Earlier this fall, the Indian River Central School District in Jefferson County identified lead contamination in five sites around the district. Last month, state law went into effect requiring all schools test their drinking water for the toxic material. Lead is extremely harmful to young children, often leading to lower IQ’s, behavioral problems and even brain damage.

Fred Hauk, Health and Safety head with BOCES says he and his staff started testing schools in their region this summer when students were gone. They was checking to see if water pouring out of kitchen and bathroom faucets and water fountains had levels of lead over 15 parts per billion.

According to Hauk, after the first tests, about 4 percent of the schools had drinking water with those lead levels or more.

“I guess the best way I could explain it to you as to what 15 parts per billion is, if you were to fill an eyedropper with red food dye and drop those 15 drops into a swimming pool, that’s what 15 parts per billion is. “

James Koch, superintendent of Indian River Central School District, says the sources of contamination at the five sites were the faucets themselves -  not the school’s main water sources.  

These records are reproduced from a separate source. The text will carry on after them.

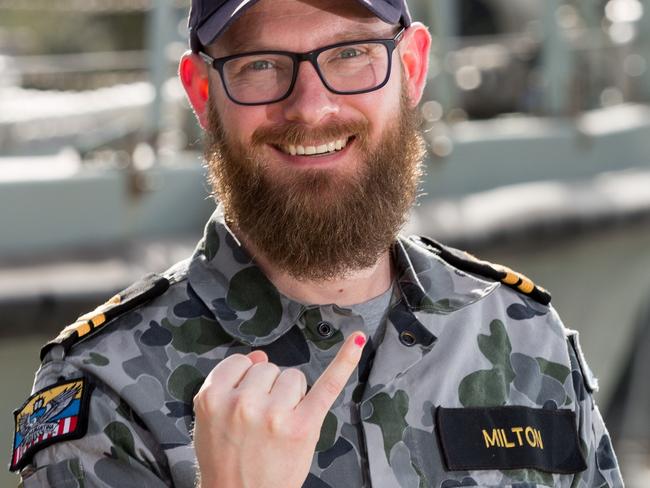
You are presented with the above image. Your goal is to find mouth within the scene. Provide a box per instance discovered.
[273,136,354,156]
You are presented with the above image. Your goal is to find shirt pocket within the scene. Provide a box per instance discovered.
[22,458,85,488]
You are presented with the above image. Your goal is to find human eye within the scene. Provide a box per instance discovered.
[242,59,276,72]
[337,46,364,59]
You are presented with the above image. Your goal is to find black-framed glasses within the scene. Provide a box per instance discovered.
[199,28,405,105]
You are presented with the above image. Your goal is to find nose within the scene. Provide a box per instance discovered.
[284,62,340,126]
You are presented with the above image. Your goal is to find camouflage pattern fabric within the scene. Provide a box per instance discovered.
[15,210,623,488]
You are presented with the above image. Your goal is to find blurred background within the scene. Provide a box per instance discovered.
[0,0,650,488]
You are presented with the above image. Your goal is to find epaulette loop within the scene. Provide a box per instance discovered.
[413,236,551,305]
[41,273,169,361]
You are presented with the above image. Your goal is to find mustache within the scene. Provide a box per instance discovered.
[251,120,369,146]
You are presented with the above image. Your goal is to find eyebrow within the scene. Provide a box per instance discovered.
[223,28,395,54]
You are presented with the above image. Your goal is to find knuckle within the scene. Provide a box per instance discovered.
[230,391,258,422]
[192,389,218,417]
[322,378,345,397]
[264,408,290,437]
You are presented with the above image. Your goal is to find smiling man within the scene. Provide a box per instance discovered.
[11,0,622,488]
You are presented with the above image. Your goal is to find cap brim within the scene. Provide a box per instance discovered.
[196,0,411,46]
[196,0,258,46]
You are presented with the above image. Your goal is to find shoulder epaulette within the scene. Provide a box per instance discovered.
[413,236,551,305]
[41,273,169,361]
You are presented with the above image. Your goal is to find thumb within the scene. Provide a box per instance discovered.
[246,350,269,364]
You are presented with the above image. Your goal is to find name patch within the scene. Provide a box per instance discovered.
[436,407,587,474]
[9,378,90,471]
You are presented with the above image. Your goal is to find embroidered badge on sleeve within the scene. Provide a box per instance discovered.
[9,378,91,471]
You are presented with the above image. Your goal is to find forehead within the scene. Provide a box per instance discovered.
[214,0,390,54]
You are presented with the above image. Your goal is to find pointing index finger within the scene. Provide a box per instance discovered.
[297,332,366,420]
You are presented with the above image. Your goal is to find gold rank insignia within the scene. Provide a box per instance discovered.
[41,273,169,361]
[411,236,551,305]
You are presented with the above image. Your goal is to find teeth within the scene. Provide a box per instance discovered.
[281,139,348,156]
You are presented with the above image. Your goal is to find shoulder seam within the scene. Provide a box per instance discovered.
[411,236,551,305]
[40,273,170,361]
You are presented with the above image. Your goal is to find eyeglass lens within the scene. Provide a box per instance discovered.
[218,42,389,103]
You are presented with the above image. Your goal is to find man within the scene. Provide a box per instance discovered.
[12,0,622,488]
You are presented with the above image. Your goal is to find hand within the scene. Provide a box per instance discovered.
[194,333,365,488]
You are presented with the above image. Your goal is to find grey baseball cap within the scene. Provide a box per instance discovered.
[188,0,411,52]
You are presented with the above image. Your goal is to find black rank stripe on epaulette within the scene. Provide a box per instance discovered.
[414,236,551,305]
[41,273,169,361]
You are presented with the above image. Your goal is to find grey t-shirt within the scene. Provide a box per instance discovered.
[350,285,394,346]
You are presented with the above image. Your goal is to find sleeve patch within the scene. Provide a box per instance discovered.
[9,378,92,471]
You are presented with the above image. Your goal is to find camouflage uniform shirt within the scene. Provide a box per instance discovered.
[13,210,622,488]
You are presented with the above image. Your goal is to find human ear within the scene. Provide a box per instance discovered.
[178,51,210,129]
[399,22,431,107]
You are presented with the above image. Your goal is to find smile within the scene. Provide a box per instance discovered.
[277,137,351,156]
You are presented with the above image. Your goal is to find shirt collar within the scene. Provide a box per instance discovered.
[188,206,498,347]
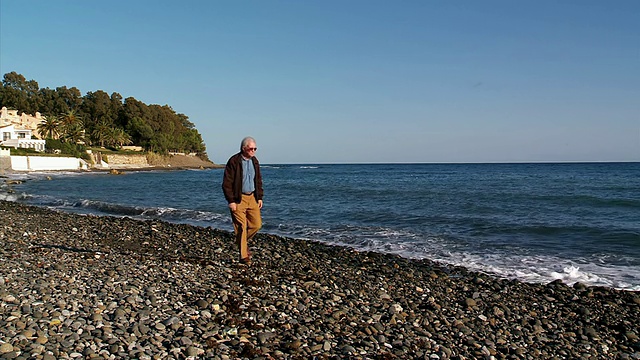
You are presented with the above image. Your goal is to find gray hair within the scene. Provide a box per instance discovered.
[240,136,256,151]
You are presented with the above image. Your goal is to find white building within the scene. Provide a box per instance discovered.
[0,125,46,152]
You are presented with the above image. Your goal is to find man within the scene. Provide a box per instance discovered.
[222,137,263,265]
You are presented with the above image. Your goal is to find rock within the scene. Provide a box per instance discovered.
[0,343,13,354]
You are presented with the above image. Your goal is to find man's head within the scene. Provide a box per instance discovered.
[240,136,258,158]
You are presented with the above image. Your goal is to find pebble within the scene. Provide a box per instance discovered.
[0,201,640,360]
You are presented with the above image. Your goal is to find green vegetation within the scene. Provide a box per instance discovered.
[0,72,208,160]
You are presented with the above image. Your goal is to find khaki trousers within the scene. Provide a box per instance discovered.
[231,194,262,259]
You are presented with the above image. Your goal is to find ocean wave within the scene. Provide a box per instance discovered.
[266,224,640,291]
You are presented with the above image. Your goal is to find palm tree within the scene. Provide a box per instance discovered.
[114,128,133,148]
[91,122,112,147]
[38,115,60,139]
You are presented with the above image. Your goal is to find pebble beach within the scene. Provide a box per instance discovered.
[0,201,640,359]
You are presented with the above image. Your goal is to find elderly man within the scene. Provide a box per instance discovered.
[222,137,263,265]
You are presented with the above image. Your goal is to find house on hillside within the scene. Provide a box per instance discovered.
[0,106,45,138]
[0,125,46,152]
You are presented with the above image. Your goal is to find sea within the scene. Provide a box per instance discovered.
[0,162,640,291]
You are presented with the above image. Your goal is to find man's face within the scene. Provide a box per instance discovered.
[242,141,258,158]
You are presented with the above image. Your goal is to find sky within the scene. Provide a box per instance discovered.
[0,0,640,164]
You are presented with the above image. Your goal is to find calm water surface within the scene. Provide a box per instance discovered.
[3,163,640,290]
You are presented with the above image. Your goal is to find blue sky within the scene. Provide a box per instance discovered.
[0,0,640,163]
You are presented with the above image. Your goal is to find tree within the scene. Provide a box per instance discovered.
[60,122,85,144]
[38,115,60,139]
[90,122,112,147]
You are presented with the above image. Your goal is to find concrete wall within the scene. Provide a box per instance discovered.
[11,156,88,171]
[103,154,149,169]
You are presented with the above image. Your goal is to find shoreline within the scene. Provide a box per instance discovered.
[0,201,640,359]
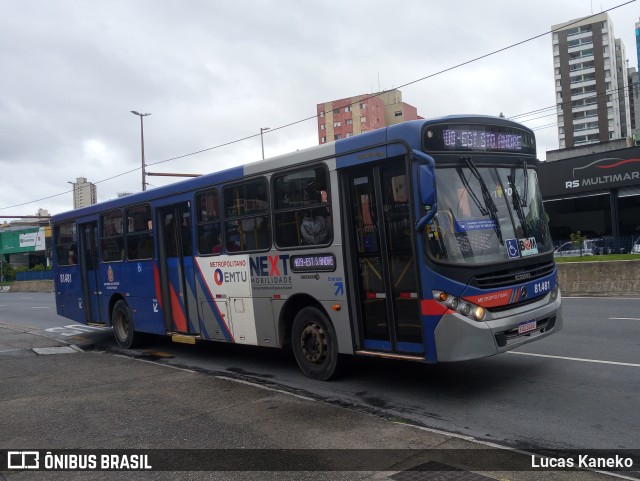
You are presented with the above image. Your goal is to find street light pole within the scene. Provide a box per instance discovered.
[131,110,151,192]
[260,127,270,160]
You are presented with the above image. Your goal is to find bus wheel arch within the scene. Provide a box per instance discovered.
[288,302,345,381]
[111,297,140,349]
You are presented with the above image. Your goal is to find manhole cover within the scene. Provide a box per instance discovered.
[390,461,495,481]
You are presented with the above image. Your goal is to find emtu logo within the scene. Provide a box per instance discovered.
[7,451,40,469]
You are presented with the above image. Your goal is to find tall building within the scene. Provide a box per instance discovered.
[627,67,640,134]
[552,13,631,149]
[70,177,98,209]
[317,90,422,144]
[636,17,640,68]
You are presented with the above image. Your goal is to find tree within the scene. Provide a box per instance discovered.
[569,231,587,257]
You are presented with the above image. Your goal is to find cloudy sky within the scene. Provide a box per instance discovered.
[0,0,640,221]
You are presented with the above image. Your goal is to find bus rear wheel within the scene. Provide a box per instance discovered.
[291,307,343,381]
[111,300,138,349]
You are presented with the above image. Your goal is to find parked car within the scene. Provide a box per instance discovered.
[553,239,600,257]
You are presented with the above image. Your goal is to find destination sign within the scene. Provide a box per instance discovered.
[290,254,336,272]
[424,125,536,155]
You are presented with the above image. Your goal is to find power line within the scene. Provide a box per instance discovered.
[0,0,636,210]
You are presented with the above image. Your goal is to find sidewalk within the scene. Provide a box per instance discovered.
[0,325,632,481]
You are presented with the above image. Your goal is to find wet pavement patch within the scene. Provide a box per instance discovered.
[389,461,495,481]
[32,346,78,356]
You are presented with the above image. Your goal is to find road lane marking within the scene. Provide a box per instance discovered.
[507,351,640,367]
[216,376,315,402]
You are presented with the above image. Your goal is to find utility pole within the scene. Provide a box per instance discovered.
[131,110,151,192]
[260,127,270,160]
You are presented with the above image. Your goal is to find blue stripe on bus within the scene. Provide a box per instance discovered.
[397,342,424,354]
[364,339,391,351]
[195,262,235,342]
[336,129,387,168]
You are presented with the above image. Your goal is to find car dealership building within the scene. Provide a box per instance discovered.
[538,139,640,246]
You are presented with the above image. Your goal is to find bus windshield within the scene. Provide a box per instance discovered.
[426,157,553,264]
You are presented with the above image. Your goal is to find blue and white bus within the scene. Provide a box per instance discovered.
[52,116,562,380]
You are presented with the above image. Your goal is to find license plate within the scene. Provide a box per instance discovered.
[518,319,537,334]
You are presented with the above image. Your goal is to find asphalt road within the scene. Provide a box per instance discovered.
[0,293,640,450]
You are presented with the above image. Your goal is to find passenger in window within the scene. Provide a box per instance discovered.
[211,234,222,254]
[68,244,78,266]
[300,209,331,245]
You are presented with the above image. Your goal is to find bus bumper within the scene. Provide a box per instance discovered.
[434,291,563,362]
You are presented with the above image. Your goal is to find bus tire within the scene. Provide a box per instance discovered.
[291,307,344,381]
[111,299,139,349]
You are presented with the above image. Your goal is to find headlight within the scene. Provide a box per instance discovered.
[433,291,487,322]
[473,306,487,321]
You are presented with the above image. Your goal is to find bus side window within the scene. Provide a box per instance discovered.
[196,189,222,255]
[100,210,125,262]
[273,167,332,248]
[54,222,78,266]
[223,179,271,252]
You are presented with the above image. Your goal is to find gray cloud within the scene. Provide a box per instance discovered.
[0,0,638,215]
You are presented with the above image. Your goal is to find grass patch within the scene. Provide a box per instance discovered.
[555,254,640,264]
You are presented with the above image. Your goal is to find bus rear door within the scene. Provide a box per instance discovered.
[79,222,104,324]
[156,202,200,335]
[343,157,425,356]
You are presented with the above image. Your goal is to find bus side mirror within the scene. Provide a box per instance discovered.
[416,163,438,230]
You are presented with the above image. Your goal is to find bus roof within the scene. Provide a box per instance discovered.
[51,115,530,223]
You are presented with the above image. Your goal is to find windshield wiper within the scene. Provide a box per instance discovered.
[507,168,527,235]
[460,157,502,244]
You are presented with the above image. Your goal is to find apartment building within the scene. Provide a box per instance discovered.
[69,177,98,209]
[552,13,631,149]
[316,90,422,144]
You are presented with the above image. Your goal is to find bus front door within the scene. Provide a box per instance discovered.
[345,157,425,355]
[79,222,104,324]
[157,202,199,334]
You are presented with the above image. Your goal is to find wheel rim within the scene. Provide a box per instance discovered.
[113,311,129,341]
[300,322,327,364]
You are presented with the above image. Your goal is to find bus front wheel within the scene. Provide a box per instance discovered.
[111,300,138,349]
[291,307,343,381]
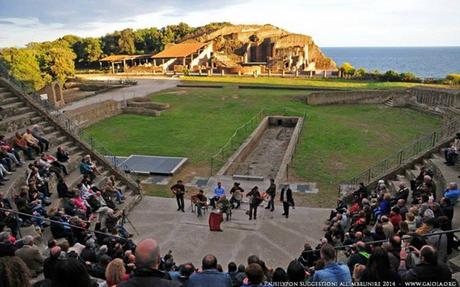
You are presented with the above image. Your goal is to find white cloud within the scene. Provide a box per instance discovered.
[0,0,460,46]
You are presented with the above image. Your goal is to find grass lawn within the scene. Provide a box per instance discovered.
[86,85,440,206]
[181,76,449,89]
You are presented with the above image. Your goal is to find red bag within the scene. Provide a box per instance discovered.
[209,212,224,231]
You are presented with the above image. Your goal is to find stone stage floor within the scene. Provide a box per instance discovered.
[126,196,330,270]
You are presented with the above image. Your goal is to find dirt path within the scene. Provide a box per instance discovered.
[61,76,179,111]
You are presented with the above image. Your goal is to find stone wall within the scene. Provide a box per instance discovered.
[65,100,122,127]
[306,89,409,106]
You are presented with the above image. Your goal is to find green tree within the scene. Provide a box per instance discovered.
[382,70,401,82]
[118,29,136,55]
[33,40,76,83]
[82,38,102,63]
[399,72,420,83]
[340,62,355,76]
[101,32,120,55]
[0,48,50,91]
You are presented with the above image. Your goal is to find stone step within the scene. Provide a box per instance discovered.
[0,91,12,101]
[4,121,50,139]
[2,100,25,112]
[0,96,18,106]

“We immediately took all five out of service. One is permanently out of service, three have the faucets replaced and will be retested and the forth one we’re waiting for parts to come in.”

Koch says Indian River and other school districts are now turning their attention to sites around schools that aren’t obviously open to students and staff.

“Like janitor sop sinks need to be tested. You can fill a Gatorade bottle up in there so we need to start looking there,” said Koch.

All school districts in the state are expected to complete their lead testing by October 31.